研究課題
基盤研究(C)
本課題では治療抵抗性統合失調症(TRS)患者の病態にオキシトシンやGABA系システムが関与し、これらは通常の統合失調症患者とは異なる神経基盤を有していることを検証することを目的とする。そのためにTRS患者、非TRS患者、健常者から血液試料を採取して、オキシトシンやGABAの血液中濃度測定(生化学的手法)、GABA・オキシトシンシステムの遺伝子多型検索(遺伝子学的手法)、経頭蓋磁気刺激(TMS)装置を用いた皮質静止時間(CSP:中枢GABA信号伝達の間接的指標)の測定(電気生理学的手法)を用いてデータを収集し、解析を実施する。

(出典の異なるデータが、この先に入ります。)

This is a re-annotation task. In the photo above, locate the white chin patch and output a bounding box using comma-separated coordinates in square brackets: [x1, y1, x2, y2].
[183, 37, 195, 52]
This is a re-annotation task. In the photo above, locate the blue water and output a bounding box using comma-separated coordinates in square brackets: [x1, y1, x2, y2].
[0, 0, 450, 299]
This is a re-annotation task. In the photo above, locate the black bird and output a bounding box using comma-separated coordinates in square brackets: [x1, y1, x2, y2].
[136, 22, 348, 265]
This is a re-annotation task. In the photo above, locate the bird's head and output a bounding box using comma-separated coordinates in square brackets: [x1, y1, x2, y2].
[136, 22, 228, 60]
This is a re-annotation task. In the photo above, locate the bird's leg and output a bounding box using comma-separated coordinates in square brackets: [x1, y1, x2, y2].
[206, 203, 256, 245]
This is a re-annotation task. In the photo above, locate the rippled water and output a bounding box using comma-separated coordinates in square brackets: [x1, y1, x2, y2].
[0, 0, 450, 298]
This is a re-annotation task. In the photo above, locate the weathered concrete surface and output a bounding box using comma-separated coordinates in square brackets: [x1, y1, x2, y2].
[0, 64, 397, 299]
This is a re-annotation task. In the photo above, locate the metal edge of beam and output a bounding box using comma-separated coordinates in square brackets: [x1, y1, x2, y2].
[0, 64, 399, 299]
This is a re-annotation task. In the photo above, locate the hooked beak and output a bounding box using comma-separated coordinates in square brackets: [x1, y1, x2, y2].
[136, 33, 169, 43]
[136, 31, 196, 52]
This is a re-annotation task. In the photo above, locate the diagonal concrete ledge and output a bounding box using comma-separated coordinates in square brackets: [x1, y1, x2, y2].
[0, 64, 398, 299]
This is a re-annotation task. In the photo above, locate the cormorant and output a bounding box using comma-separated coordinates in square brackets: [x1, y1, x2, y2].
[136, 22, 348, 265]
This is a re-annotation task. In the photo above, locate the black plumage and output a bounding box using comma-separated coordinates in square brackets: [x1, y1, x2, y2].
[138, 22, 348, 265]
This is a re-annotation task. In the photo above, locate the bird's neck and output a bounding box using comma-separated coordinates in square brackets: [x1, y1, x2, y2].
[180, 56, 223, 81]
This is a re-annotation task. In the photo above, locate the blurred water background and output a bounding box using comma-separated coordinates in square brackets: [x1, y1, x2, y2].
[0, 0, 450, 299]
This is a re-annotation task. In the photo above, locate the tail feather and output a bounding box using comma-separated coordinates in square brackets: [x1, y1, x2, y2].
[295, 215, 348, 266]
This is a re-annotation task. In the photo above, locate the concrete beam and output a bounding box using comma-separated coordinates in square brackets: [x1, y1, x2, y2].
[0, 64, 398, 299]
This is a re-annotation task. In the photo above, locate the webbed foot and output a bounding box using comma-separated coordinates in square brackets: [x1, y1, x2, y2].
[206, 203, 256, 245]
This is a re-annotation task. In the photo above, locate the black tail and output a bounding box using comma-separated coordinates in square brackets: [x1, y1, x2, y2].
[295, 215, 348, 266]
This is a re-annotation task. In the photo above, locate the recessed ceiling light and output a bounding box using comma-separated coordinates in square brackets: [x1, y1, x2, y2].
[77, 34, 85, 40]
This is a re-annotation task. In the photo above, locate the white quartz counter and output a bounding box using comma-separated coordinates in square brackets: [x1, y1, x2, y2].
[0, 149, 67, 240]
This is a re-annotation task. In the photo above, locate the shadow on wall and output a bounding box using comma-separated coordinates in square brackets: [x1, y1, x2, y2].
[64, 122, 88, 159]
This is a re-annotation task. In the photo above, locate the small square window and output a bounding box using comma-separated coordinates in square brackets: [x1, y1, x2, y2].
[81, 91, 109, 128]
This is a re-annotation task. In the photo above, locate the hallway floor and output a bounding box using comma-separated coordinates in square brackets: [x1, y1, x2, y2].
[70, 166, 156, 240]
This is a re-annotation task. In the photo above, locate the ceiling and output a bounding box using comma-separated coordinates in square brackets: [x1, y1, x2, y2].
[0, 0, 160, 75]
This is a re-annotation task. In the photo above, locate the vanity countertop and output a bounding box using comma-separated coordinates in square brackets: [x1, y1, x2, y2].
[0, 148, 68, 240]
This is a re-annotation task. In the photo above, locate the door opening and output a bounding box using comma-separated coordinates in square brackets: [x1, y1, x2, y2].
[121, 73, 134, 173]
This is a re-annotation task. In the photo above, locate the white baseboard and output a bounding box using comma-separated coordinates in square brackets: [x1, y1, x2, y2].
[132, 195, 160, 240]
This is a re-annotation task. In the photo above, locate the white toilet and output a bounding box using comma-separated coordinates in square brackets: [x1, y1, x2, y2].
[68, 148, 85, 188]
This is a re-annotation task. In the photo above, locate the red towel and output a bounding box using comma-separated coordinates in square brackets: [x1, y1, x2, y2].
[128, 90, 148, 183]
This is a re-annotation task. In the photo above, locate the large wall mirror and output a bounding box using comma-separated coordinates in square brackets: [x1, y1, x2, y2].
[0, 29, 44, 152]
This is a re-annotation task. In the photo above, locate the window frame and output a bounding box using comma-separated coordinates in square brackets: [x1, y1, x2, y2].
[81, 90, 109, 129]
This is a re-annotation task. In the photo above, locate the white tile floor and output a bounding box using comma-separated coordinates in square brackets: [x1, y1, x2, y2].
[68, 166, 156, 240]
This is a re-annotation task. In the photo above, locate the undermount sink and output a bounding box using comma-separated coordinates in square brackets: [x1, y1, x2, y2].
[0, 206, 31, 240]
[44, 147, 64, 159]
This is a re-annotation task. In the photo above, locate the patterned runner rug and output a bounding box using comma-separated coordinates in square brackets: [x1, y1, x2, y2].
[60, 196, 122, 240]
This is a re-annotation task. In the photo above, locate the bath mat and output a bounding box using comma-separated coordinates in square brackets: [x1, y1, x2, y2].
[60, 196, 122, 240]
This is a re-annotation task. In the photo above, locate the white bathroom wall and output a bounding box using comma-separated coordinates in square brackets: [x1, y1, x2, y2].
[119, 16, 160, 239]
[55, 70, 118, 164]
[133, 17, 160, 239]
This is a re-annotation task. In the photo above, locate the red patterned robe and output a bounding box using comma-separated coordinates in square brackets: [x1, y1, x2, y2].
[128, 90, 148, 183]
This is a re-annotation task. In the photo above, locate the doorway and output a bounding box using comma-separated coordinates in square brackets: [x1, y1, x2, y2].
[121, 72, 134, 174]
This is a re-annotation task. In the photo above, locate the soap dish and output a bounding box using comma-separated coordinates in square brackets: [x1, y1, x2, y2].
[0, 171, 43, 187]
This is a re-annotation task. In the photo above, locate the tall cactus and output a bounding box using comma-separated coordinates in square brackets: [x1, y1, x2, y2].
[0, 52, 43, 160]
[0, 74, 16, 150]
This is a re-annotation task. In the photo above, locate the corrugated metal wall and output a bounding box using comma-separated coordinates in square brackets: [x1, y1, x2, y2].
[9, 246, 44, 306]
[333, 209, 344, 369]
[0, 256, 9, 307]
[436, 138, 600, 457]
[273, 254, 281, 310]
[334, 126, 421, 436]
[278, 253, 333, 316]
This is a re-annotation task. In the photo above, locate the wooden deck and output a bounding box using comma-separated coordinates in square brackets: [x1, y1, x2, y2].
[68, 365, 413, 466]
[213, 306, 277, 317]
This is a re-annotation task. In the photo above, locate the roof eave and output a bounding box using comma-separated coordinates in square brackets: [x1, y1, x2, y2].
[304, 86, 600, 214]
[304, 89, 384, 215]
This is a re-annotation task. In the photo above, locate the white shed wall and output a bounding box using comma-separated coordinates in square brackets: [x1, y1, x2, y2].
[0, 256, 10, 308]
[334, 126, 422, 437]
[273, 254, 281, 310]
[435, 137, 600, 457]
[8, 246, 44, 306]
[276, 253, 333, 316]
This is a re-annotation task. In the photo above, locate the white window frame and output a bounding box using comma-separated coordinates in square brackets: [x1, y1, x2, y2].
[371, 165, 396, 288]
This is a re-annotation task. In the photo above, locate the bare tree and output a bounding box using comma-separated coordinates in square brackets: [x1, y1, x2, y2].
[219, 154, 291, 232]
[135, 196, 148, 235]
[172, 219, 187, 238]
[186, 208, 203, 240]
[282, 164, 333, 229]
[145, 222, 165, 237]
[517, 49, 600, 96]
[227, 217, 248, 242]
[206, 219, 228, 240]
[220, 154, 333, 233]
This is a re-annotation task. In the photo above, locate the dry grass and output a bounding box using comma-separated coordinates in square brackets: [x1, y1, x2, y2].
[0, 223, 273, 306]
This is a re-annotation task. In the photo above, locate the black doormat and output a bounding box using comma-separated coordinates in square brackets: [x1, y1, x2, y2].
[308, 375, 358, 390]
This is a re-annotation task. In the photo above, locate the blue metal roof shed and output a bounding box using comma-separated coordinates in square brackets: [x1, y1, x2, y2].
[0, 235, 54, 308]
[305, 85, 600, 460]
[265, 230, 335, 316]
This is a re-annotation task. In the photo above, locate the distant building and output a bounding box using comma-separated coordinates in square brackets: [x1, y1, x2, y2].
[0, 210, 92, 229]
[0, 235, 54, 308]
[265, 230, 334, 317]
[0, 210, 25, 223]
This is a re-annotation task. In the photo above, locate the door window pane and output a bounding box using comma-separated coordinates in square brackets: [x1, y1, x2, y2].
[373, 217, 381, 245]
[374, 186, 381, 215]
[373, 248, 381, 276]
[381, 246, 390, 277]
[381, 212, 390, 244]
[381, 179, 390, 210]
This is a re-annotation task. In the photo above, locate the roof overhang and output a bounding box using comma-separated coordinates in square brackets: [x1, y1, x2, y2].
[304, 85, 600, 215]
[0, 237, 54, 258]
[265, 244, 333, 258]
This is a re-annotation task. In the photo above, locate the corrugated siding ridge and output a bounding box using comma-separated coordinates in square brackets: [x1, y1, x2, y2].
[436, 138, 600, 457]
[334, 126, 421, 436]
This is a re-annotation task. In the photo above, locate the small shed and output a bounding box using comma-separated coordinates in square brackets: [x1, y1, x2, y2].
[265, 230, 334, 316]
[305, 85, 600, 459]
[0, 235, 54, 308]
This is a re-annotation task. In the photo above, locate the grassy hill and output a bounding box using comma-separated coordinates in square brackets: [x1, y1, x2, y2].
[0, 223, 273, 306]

治療抵抗性統合失調症(TRS)のドパミン信号に関わる分子をコードする遺伝子群の多型関連解析を実施した。SLC6A3遺伝子のrs3456450の分布がTRS群は非TRS/健常者群と異なった。COMT遺伝子の多型と組合せるとTRS群は“低ドパミン”状態の遺伝子型が頻度として高いことを見出した。GABA信号の指標である皮質抑制CSPに関するメタ解析を実施し、clozapineは他の抗精神病薬と異なりCSPを有意に延長させることが示した。TRS患者のサブタイプ(早発型と後発型)別のclozapineの反応性の検証で1年後のCGI-Cで早発型に比し後発型はより大きな反応を示すことを見出しつつある。
TRSに対するclozapineの反応性に関して、ドパミン系信号が関わる可能性、またclozapineがGABA信号を強化させることを示唆する。このことはclozapineの作用機序に関する理解を進めるものである。また臨床的にclozapineは後発型TRSにより効果が期待される可能性がある。後発型TRSの多くはドパミン過感受性との関連が推定されることから、ドパミン過感受性形成状態はclozapineによる反応性と関係することが示唆される。これらは臨床的にclozapineの適応や導入時期の判断に有用となる可能性があると考えられる。